Straw (2025)
Directed by: Tyler Perry
Premise: A single mother (Taraji P. Henson) reaches a breaking point and inadvertently incites a hostage crisis at a bank.
What Works: On a strictly emotional level, Straw succeeds in inciting righteous indignation. Taraji P. Henson’s character suffers through a series of indignities at work, at her child’s school, and finally at the bank. The filmmakers intend to put us on this woman’s side and everything in the movie is pitched to get us to sympathize with her. This is a polemical film. The story strings together poverty, inadequate schools, overzealous child protective services, exploitative employers, and corrupt law enforcement to create an unbearable burden. There’s also an explicit identity angle to the film. The characters who empathize the most with the protagonist are other Black women, namely the bank manager (Sherri Shepherd) and a police detective (Teyana Taylor); the film is not so subtly suggesting racial and gender solidarity. The extent to which Straw succeeds is largely due to the performance of Taraji P. Henson. She spends most of the movie in a state of extreme distress and Henson keeps up the energy throughout.

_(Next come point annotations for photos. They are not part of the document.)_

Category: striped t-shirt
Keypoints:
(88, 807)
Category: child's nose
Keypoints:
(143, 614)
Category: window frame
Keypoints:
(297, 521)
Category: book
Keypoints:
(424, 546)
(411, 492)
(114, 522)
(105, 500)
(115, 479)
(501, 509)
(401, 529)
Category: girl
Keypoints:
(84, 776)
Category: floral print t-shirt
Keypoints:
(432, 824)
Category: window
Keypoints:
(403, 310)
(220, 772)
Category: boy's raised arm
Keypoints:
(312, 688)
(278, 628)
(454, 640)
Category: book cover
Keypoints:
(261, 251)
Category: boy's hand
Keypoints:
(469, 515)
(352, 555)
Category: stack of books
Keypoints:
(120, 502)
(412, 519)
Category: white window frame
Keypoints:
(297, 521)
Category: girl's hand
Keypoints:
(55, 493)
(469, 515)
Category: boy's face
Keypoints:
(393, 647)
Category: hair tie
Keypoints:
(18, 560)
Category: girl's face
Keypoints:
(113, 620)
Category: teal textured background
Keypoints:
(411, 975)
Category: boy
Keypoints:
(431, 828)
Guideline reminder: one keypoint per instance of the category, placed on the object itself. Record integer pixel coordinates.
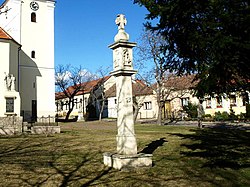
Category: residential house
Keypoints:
(87, 101)
(27, 59)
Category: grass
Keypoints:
(182, 156)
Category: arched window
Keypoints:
(33, 54)
(33, 17)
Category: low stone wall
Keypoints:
(45, 129)
(10, 125)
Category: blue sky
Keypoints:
(85, 28)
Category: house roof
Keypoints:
(138, 88)
(3, 4)
(6, 1)
(88, 87)
(4, 35)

What Doesn’t: Straw mostly works in an immediate emotional way but the film is superficial and the story doesn’t hold up on examination. Early on, Henson’s character gets caught up in a robbery and under duress she deliberately kills an unarmed person. As a piece of rhetoric, Straw never recovers from that choice. The filmmakers intend to put us on the character’s side but the murder creates a rhetorical problem for the movie that the filmmakers seem to hope we won’t notice. The killing might work for the film if it had a more nuanced view of the world but everything about Straw is histrionic and simplistic. Virtually everyone in the film is either a bully piling onto Henson’s character or they are a gentle soul trying to help her. Straw comes across politically anachronistic. It plays like a feature that would have been produced at the height of the Black Lives Matter movement. Coming years after that cultural moment its political messaging is passe at best. The moviemakers sabotage themselves in the ending. A big twist is revealed in the last few minutes and it’s incredibly stupid. The twist comes across as an attempt to shock the audience but all it does is create logical holes throughout the story.
Disc extras: Available on Netflix.
Bottom Line: Straw mostly succeeds in creating a visceral emotional impact but the story fails as some larger social statement. The filmmakers intend this to be Dog Day Afternoon but Straw is too simplistic and too dumb to be taken seriously.